Yes, that’s right, according to a local gaming news outlet, NorskeCasino, most of the Nordic nations, excluding Denmark, have a state-run monopoly on the gaming industry, in an effort to somehow minimise the population’s participation in it.
However, all of these attempts have essentially backfired ever since cryptocurrencies became available in these countries. Players have been using cryptocurrencies to access forbidden websites, which has caused the Finnish government to introduce new regulatory guidelines. This sparked surveys all over the country, condemning the monopoly in every way.
This could be assigned as a feature to cryptocurrencies as they garner more and more notoriety as “lawbreakers”.
Sweden is almost entirely similar to other Nordic countries in terms of cryptocurrency adoption. There is no comprehensive cryptocurrency regulation which would require local crypto companies to register as investment service providers, nor the requirement to disclose information about customer trading data.
In terms of taxation, the law is similar here as well, as citizens have to disclose their monthly crypto activity and have the tax calculated accordingly.
The additional benefit that Swedes have is the exemption from VAT tax, but the future is a bit blurry. The Swedish Central Bank has on more than one occasion called Bitcoin a very risky investment and not subject to any compensation policy from the government, thus pretty much killing the hopes of ever adopting the crypto in a comprehensive manner.
However, the citizens themselves have been the ones that were working on implementation through some of the most innovative ways the world has seen.
One such innovation came in the form of microchips, which are currently being worked on by multiple Swedish tech companies, for the storage of cryptocurrencies.
Their current form can only handle fiat currencies and connect to the user’s bank account. The microchips are inserted by the users under their skin and used for paying in restaurants, retail stores and pretty much anywhere where one may find a terminal.
It may sound like a paragraph from a Sci-Fi book, but it is indeed the reality.
Denmark doesn’t have an official regulatory framework for cryptocurrencies as well, but it does have a lot of guidelines when it comes to capital gain tax as well as the VAT tax.
The capital gain tax is exactly like in Sweden, where the traders need to report their profits as well as capital to the tax agency and calculate the due payments.
When it comes to VAT though, it’s a bit more complicated.

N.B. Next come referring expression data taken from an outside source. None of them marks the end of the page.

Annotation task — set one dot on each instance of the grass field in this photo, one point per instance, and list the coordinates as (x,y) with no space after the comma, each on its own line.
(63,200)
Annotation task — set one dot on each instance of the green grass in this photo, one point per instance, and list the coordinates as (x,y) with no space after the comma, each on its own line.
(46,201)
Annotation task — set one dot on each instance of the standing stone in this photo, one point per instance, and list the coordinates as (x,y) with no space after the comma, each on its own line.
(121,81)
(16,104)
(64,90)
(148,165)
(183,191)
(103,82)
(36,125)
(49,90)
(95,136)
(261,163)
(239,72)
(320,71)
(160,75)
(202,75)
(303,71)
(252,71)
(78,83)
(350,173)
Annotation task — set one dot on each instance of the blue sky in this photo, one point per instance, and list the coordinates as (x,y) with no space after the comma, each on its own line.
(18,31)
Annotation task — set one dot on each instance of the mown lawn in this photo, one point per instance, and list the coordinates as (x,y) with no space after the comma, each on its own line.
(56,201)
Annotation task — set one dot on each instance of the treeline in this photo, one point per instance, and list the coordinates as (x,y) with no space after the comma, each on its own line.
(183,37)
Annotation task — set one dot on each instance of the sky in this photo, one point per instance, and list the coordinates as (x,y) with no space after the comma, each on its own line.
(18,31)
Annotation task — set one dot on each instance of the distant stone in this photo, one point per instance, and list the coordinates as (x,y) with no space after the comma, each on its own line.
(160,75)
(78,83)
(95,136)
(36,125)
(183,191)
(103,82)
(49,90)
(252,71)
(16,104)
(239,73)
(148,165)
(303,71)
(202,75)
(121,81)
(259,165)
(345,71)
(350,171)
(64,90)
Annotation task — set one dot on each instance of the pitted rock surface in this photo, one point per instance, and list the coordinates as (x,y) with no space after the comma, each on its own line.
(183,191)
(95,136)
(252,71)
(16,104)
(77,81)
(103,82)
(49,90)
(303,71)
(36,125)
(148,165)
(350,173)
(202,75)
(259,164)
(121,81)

Crypto payments are not subject to VAT, but when it comes to selling some kind of product or service through cryptocurrencies, then it’s a much different deal.
For example, a cloud mining company was selling hashrate in the country, which sparked a large controversy in courts, that tried to label it as VAT-included business.
The court succeeded, and any product or service related to crypto will now have to include VAT.
That’s pretty much all that you need to know about the Nordic cryptocurrency market. The region is quite crypto friendly and creates an environment based on trust much more than enforced law. However, should one defy this trust, they’re likely to face some charges regardless of how harmless the action may have been.